Let $\{(\Omega_k, \Sigma_k, P_k)\}_{k\geq 1}$ be a sequence of probability spaces. I am trying to prove the statement below in order to use it and get a pre measure and then use the Hahn kolomogrov theorem to get a probability measure on $\prod_{k=1}^{\infty} \Omega_k$. The statement I want to show is:
For every $k\geq 1$, let $\{E^{(k)}_j\}_{j\geq 1}$ be a sequence in $\Sigma_k$. It is given that:
1) $\forall j\geq 1[ \,\,\,|\{k\geq 1:E^{(k)}_j\not= \Omega_k\}|<\infty \,\,\,\,]$
2) $\prod _{k=1}^{\infty} \Omega_k=\cup_{j=1}^{\infty}(\prod _{k=1}^{\infty} E^{(k)}_j) $ and the sets in the collection $\{\prod _{k=1}^{\infty} E^{(k)}_j\}_{j\geq 1}$ are pairwise disjoint.
then $\sum_{j=1}^{\infty}(\prod _{k=1}^{\infty} P_k(E^{(k)}_j))=1 $.
I tried to prove it but only succeeded in proving special cases. If anyone can give me hints, that would be great.
Thank you a lot.
First, let's introduce some notation. Fix $n\geq 1$, and suppose $F_k\subseteq\Omega_k$ are measurable sets for each $k\geq n$ such that all but finitely many of them are $\Omega_k$. Let $P^n(\prod_{k=n}^\infty F_k)=\prod P_k(F_k)$. It is not hard to show that this gives rise to a finitely additive function on the Boolean algebra of finite unions of such products (you prove this in the course of constructing finite product measures). Write $A_j=\prod_k E_j^{(k)}$; we wish to show that $\sum_j P^1(A_j)=1$. It follows from finite additivity of $P^1$ and disjointness of the $A_j$ that $\sum_j P^1(A_j)\leq 1$. So suppose for a contradiction that $\sum_j P^1(A_j)<1$.
Fix $x\in\Omega_1$, and write $A_j(x)=\prod_{k=2}^\infty E_j^{(k)}$ if $x\in E_j^{(1)}$, and $A_j(x)=\emptyset$ if $x\not\in E_j^{(1)}$. Then the function $f_j(x)=P^2(A_j(x))$ is a measurable function on $\Omega_1$ for each $j$, with $\int_{\Omega_1} f_j=P^1(A_j)$. Now consider the function $f(x)=\sum_j f_j(x)$. Since $\sum_j P^1(A_j)<1$, $\int_{\Omega_1} f<1$, so there exists some $x_1\in\Omega_1$ such that $f(x_1)<1$, i.e. such that $\sum_j P^2(A_j(x_1))<1$.
Now repeat the argument of the previous paragraph, with the sets $A_j$ replaced by the sets $A_j(x_1)$ and $P^1$ replaced by $P^2$. The argument above gives that there exists $x_2\in \Omega_2$ such that $\sum_j P^3(A_j(x_1,x_2))<1$ (where $A_j(x_1,x_2)$ is defined in the obvious way).
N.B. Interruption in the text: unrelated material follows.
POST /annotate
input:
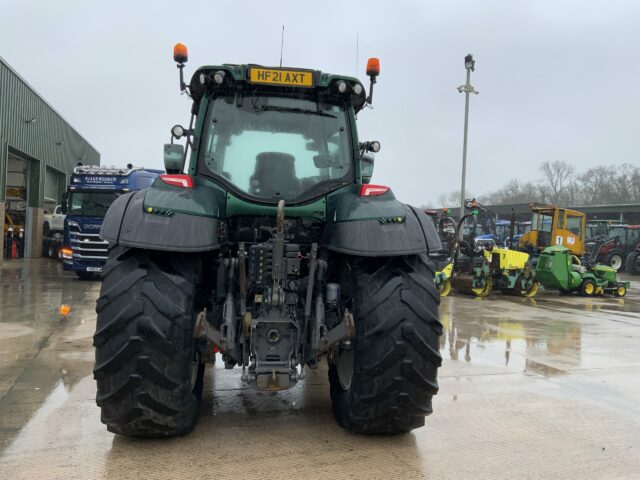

Continuing by induction, we find a sequence of points $x_k\in \Omega_k$ such that for each $k$, $\sum_j P^{k+1}(A_j(x_1,\dots,x_k))<1$.
Since $\bigcup_j A_j=\prod_k \Omega_k$, there must be some $j$ such that the sequence $x=(x_1,x_2,\dots)$ is in $A_j$. But if $n$ is such that $E_j^{(k)}=\Omega_k$ for all $k>n$, then $A_j(x_1,\dots,x_n)=\prod_{k=n+1}^\infty \Omega_k$, so $P^{n+1}(A_j(x_1,\dots,x_n))=1$. This is a contradiction, since the $x_i$ were chosen such that $\sum_j P^{n+1}(A_j(x_1,\dots,x_n))<1$.